What does he eat, especially at school? Just curious.
posted by flabdablet at 5:43 AM on December 10, 2004

Response by poster: Thanks, everyone, for your help. To answer various questions & comments, availablelight, your links *were* extremely helpful and just what I needed; I'm sorry if I came off as snarky: yesterday was a long day, and although the diagnosis, etc., wasn't really a shock, it still was rough. I realized today that part of the problem in my googling was that I was spelling strattera wrong, which is probably why I was getting the tinfoil hat websites like At least I really hope that's a tinfoil hat site. . .

We have been trying therapy & nutrition & a variety of other things for a while; medication is definitely a last resort. He's always been wildly energetic & in trouble at school (there are learning disability issues as well) but over the last six months it's really intensified. He eats a mainly organic vegetarian diet at school (he's in boarding school) but at home we're omnivores with a focus on fresh local food, etc. I had hoped that the vegetarianism coupled with no TV, no computer and lots of exercise would eliminate the ADHD: it hasn't. So now we're looking at medication, although I've spent years saying I would never, ever do it. He wants to try it, he recognizes that there is a real problem here, but I'm still ambivalent, the whole thing scares me, I don't like the idea of putting kids on drugs.
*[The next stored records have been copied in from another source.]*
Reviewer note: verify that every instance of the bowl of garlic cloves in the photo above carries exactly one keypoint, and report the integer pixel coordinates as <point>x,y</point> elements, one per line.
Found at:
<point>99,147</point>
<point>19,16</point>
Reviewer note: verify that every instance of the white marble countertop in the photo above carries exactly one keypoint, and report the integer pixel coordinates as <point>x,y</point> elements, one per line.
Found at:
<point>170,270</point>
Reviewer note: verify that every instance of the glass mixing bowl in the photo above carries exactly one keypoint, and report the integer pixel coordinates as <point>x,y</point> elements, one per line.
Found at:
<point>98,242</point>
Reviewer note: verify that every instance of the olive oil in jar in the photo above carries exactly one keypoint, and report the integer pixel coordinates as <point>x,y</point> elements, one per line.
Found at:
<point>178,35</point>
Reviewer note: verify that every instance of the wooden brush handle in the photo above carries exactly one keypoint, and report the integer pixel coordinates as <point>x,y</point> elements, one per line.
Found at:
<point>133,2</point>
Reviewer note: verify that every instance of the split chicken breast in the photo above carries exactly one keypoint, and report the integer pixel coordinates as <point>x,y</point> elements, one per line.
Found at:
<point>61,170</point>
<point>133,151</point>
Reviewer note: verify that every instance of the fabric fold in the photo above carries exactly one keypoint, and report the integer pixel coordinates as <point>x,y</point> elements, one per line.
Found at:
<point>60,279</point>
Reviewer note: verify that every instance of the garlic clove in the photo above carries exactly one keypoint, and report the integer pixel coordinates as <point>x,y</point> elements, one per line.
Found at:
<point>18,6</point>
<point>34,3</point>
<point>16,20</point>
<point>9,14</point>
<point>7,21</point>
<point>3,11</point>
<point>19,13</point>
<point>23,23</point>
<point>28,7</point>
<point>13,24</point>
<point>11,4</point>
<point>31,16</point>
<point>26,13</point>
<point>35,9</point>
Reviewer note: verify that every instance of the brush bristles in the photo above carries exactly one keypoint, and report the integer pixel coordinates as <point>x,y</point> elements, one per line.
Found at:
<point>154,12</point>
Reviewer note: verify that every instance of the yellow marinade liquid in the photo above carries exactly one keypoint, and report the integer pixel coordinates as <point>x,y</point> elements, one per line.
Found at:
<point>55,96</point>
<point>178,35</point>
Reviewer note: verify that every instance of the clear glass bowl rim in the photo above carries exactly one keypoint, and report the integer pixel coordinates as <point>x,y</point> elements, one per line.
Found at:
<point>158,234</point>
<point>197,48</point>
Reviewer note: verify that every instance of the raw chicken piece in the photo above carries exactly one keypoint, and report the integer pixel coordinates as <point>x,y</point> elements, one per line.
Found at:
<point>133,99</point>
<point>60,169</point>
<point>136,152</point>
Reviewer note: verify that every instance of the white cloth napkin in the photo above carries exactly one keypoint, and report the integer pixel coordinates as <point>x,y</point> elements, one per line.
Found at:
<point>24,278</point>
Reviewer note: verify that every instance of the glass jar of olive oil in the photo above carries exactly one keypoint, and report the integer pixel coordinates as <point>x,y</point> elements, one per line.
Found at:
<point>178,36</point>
So thanks again to everyone for your responses - my email is in my profile, I appreciate all the help!
posted by mygothlaundry at 7:02 AM on December 10, 2004

Straterra induces horrible side effects for me when I first go on it. Tingling, paranoia, a general feeling of dread.
posted by phrontist at 8:55 AM on December 10, 2004

Mygothlaundry, is your son seeing a therapist or psychiatrist specializing in ADD/ADHD who has experience with medications? If not, please do--they could provide answers to medication questions as well as help with the behavioral aspects. General practicioners just do not cut it when it comes to handing out meds for the more "intangible" problems depression or ADHD. You should see a specialist.